Mette Søndergaard Nielsen 

PhD thesis

Bariatric surgery leads to a substantial decrease in energy intake and subsequent weight loss. It is unclear, whether the decrease in energy intake is simply due to eating smaller portions of the same food items or a shift in food preferences and choices towards less energy-dense foods. Changes in food preferences have been reported in several studies; however, the evidence is based on indirect measurements such as food records, questionnaires, and interviews, which are prone to inaccuracy.

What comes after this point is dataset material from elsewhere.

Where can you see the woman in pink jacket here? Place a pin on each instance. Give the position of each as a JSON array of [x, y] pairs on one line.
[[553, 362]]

The overall aim of this thesis was to investigate changes in food preferences after bariatric surgery using an ad libitum buffet meal test targeting direct behaviour. Furthermore, to investigate potential mechanisms behind changes in food preferences, sweet taste sensitivity and the hedonic evaluation of sweet, savoury and fatty food stimuli were assessed before and after bariatric surgery. In a subsample, we also investigated the effect of surgery on food reward using functional magnetic resonance imaging.

2019, 162 pages.


16 January 2019, 13:00


Festauditoriet (aud. A1-01.01),
Bülowsvej 17, 1870 Frederiksberg C


Professor Inge Tetens (chair), Department of Nutrition, Exercise and Sports, University of Copenhagen, Denmark.

Professor of Nutrition Barbara Livingstone, Ulster university, UK.

Senior Clinical Lecturer Alexander Miras, Imperial College, London.


Professor Anders Sjödin, Department of Nutrition, Exercise and Sports, University of Copenhagen, Denmark.


Julie Berg Schmidt, PhD, Novo Nordisk A/S, Denmark.

Professor Carel W. le Roux, MD, PhD, Investigative Science, Imperial College London, UK & Diabetes Complications Research Centre, University College Dublin, Ireland.

The thesis is available for inspection at the library, Nørre Allé 51, DK-2200 Copenhagen N.